Conquering the Top of the Himalayas: Fanny Bullock Workman
Fanny Bullock Workman has achieved great success in her life. She was a member of a wealthy family. She married a doctor when she was 22 years old. When her husband retired, they decided to travel the world together. Although this is a very common scenario today, think about the 1800s and a woman trying to persuade her husband to go to exotic places. It shouldn’t be easy.
Keeping in mind that especially women did not have much opportunity to travel at that time, Fanny’s actions would be considered quite crazy. Fanny toured around Europe by bike with her husband.
She traveled to India, which was the most curious destination of many travelers outside of Europe. She realized that she has a climber in her soul when she goes to the Himalayas, where she had the opportunity to climb when she traveled to India. She was a free-spirited mountaineer! She rised to the heights that no woman or even human has ever achieved, she climbed to unreachable heights.
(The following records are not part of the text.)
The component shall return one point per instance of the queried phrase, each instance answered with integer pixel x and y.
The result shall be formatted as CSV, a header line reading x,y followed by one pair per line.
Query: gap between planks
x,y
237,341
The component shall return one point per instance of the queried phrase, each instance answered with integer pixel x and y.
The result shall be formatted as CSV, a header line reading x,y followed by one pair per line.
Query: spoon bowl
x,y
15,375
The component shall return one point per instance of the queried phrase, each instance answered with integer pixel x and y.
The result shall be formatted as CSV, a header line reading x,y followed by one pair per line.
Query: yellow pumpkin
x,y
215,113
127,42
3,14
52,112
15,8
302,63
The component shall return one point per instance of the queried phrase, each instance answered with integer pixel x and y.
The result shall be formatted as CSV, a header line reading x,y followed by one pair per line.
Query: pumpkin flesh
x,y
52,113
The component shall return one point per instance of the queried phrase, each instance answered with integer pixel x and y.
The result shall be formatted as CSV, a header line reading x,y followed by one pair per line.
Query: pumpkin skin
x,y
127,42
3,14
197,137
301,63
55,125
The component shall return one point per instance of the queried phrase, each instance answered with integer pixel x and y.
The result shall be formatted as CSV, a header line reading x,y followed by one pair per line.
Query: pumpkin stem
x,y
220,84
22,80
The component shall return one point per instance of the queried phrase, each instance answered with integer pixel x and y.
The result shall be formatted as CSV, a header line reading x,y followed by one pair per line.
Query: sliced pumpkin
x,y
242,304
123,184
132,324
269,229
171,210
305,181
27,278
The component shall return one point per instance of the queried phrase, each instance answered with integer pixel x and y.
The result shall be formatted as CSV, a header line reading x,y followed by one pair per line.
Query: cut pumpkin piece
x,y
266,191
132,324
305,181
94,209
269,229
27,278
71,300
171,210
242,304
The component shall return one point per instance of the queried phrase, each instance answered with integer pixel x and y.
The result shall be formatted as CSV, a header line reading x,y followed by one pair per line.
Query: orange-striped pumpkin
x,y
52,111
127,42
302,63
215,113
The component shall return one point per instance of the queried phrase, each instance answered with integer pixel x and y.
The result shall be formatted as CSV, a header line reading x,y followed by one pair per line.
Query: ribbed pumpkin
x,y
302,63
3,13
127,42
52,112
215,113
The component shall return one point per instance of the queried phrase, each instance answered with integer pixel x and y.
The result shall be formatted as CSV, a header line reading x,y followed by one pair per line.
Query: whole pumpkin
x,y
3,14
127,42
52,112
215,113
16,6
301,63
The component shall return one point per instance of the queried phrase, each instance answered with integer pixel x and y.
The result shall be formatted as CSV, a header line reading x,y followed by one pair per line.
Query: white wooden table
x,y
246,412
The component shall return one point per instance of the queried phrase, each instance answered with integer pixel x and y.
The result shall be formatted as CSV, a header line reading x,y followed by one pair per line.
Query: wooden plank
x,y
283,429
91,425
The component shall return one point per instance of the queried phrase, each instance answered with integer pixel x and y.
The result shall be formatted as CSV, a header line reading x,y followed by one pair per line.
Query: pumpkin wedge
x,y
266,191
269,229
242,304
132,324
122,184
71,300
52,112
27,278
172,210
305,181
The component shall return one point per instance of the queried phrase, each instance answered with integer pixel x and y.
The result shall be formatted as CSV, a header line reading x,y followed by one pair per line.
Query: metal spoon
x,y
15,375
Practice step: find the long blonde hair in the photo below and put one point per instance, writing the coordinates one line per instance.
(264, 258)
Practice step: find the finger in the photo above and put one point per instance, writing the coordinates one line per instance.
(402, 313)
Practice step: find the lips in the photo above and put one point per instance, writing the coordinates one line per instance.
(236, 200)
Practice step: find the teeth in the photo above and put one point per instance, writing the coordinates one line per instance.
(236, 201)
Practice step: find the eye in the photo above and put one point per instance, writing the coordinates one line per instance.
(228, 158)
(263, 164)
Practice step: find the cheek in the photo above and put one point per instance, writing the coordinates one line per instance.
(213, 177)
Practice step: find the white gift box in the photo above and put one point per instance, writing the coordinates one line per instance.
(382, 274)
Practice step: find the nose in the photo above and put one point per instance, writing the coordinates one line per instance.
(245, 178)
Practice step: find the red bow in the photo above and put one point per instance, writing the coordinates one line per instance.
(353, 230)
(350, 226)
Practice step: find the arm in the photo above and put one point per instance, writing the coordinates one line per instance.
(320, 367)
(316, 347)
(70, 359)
She broke a record by climbing the 6952-meter Pinnacle Peak in Arizona in 1906. Then she climbed the Nevado Huarascan Mountain in Peru, reaching a height that no woman has ever reached before. While Fanny was doing all these activities that could be considered interesting and innovative for that period, she actually had a daughter. By the time her daughter was 18, Fanny had done 3 epic bike tours, conquered the Himalayas several times, and had already written a book about her adventures.
Fanny not only visited the Karakoram Mountains, but also discovered many of its peaks, and made the map planning of the glaciers and geysers of the region with her team of researchers. She was the first female traveler to give a lecture at the Sorbonne University in Paris and the second to speak at the Royal Geographical Society.
An iconic picture of Fanny, who is also one of the important representatives of the women’s suffrage, is the photo taken of her, posing with a newspaper that read “Votes for Women!”
We are very inspired by all these incredible women. We hope many other women and little girls can also find something in their stories to chase after; whether it is their courage, curiousity or ambition.